Нечего и говорить, что уже через два дня после обсуждения с женой заманчивой перспективы он проиграл все, что привез в Висбаден. Проиграл и тридцать талеров, которые выпросил телеграммой. Получив от жены взволнованное и тревожное письмо, он ответил ей письмом «подлым и жестоким», вытребовал еще денег и убеждал, что он не подлец, а только страстный игрок.

«Прийдя в воксал, я стал у стола и начал мысленно ставить: угадаю иль нет? Что же, Аня? Раз десять сряду угадал, даже zero угадал. Я был так поражен, что я стал играть и в 5 минут выиграл 18 талеров».

Мысленно он всегда выигрывал.

Апрельская поездка в Висбаден стоила ему вместе с двумя присылками по тридцать талеров каждая сто восемьдесят талеров: на эти деньги он с женой и дочкой мог жить два месяца.

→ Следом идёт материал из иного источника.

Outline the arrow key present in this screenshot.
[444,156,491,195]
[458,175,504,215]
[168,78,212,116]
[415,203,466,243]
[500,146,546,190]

«Ах, Аня, зачем я поехал!»

Он не хотел, боялся играть. Накануне, ночью, он увидел во сне отца («но в таком ужасном виде, в каком он два раза только являлся мне в жизни, предрекая грозную беду, и два раза сновидение сбывалось»).

Он также увидел во сне свою жену, двадцатипятилетнюю Аню, совершенно седой и написал ей, что был потрясен до глубины души.

Он представил себе, что она должна думать о нем, отнявшим последние деньги у семьи. «За эти 30 талеров, которыми я ограбил тебя, мне так стыдно было! Веришь ли, ангел мой, что я весь год мечтал, что куплю тебе сережки, которые я до сих пор не возвратил тебе. Ты для меня всё свое заложила в эти 4 года и скиталась за мною в тоске по родине!»

Он каялся и просил прощения даже у своей полуторагодовалой дочери, смешно упоминая о ней в письме как о взрослой: «А Люба, Люба, о, как я был подл!»

…Наконец, проиграв все, он бросился искать русскую церковь, где служил священник И. Л. Янышев, уже однажды, в 1865 году, выручивший его из такой же беды («Я думал дорогою, бежа к нему, в темноте, по неизвестным улицам: ведь он пастырь Божий, буду с ним говорить не как с частным лицом, а как на исповеди»).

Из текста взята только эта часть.